Les murs, n’est-ce pas la chose la mieux partagée au monde ? Il y en a partout et depuis toujours. Ils séparent, ils protègent, ils enferment.

En Corse, et singulièrement dans le Cap, les murs sont omniprésents. Parlons, ici, des murs de pierres élevés pour retenir la terre à cultiver. Là où il y a de la pente, il y a un mur. Et, dans le Cap, la pente est partout ou presque. Alors il y a des murs, œuvre première pour piéger la terre et l’eau, fixer la terre nourricière.

Le Cap aurait pu rivaliser avec la région des Cinque Terre italiennes en Ligurie, classée au patrimoine mondial de l’Unesco (1997). C’est le royaume absolu de la pierre et des murs. Mais le Cap ne se défend pas mal non plus.

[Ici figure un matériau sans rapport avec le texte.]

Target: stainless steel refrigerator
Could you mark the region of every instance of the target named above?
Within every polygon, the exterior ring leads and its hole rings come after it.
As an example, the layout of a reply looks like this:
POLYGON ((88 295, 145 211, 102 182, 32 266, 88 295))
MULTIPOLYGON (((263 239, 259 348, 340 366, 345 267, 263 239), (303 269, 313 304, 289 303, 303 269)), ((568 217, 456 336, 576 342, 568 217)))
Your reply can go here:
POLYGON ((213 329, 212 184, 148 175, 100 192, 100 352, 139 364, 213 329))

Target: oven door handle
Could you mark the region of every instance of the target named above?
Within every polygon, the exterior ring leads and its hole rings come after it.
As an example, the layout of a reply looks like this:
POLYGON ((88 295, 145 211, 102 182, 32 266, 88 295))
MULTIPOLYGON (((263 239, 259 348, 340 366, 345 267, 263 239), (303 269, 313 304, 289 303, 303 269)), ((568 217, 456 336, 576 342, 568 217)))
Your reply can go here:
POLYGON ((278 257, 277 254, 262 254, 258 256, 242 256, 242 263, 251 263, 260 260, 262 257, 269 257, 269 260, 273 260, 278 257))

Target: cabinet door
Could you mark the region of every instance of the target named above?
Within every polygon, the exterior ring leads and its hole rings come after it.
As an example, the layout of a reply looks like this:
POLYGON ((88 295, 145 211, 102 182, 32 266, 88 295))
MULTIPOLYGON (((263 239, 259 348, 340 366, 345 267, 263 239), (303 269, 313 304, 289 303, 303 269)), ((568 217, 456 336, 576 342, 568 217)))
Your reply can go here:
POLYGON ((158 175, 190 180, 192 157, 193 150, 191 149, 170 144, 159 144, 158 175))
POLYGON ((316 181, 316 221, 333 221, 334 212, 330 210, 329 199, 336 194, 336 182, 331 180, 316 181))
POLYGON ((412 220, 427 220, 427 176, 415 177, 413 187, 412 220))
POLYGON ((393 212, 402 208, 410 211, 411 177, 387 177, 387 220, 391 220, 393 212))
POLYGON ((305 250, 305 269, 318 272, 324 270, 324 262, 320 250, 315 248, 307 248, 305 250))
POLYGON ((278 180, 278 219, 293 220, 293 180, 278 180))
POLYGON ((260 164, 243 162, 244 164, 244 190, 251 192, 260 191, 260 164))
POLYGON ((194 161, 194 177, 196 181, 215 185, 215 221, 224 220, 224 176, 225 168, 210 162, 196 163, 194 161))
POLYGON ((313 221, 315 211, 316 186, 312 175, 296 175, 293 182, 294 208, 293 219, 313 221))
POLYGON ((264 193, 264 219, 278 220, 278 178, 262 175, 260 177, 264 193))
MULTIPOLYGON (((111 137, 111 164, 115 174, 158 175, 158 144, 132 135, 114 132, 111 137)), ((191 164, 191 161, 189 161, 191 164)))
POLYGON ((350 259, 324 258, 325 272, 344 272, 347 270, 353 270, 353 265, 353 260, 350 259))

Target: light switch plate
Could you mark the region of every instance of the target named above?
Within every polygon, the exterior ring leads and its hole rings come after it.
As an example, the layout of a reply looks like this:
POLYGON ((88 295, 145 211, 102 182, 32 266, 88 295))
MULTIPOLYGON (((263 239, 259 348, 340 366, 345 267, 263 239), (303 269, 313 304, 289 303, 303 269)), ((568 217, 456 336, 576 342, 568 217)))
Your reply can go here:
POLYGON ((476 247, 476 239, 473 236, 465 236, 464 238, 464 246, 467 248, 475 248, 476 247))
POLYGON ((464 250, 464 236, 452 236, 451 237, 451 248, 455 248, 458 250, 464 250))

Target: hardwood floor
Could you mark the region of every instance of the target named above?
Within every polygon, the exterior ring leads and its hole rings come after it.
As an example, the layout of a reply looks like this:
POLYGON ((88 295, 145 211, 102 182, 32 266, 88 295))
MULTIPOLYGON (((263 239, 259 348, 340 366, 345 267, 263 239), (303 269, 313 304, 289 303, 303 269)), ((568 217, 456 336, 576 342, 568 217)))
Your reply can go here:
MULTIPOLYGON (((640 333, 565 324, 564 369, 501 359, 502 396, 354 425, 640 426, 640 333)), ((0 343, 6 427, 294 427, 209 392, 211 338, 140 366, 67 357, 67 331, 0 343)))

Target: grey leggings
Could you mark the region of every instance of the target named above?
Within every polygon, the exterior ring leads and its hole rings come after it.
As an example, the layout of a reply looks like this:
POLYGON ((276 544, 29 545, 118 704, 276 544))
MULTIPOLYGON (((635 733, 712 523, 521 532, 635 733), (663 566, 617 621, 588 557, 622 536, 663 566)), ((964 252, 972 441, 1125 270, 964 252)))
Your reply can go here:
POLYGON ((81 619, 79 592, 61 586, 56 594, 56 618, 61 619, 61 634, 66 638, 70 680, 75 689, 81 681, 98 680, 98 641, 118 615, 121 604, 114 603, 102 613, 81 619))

Les plus beaux murs sont sur le versant ouest. A Centuri, à Barrettali, à Nonza, les murs forment d’immenses escaliers qui vont jusqu’à la mer. A Pino, c’est tout un dispositif de murs, de rigoles empierrées et de bassins pour capter et conserver l’eau des montagnes qui est à découvrir. A Luri, le sentier du patrimoine, long de quatre kilomètres, est une collection de murs et de chemins. A Olmeta di Capicorsu, murs de pierres anciens et nouveaux alternent. La qualité de leur réalisation atteste une très haute maîtrise d’exécution. A Pietracorbara comme à Sisco, murs anciens et nouveaux se répondent. Des hommes de l’art prouvent que le savoir-faire des murs en pierres sèches n’est pas perdu.

Scruter les murs, en déceler la mélodie minérale (un œil exercé, dit-on, voit dans un mur les changements de main de ceux qui l’ont construit) est un rite d’initiation à la culture du lieu, surtout quand celui-ci, comme le Cap Corse, est zébré de murs, comme autant de lettres primitives d’un alphabet géographique qui raconterait un territoire.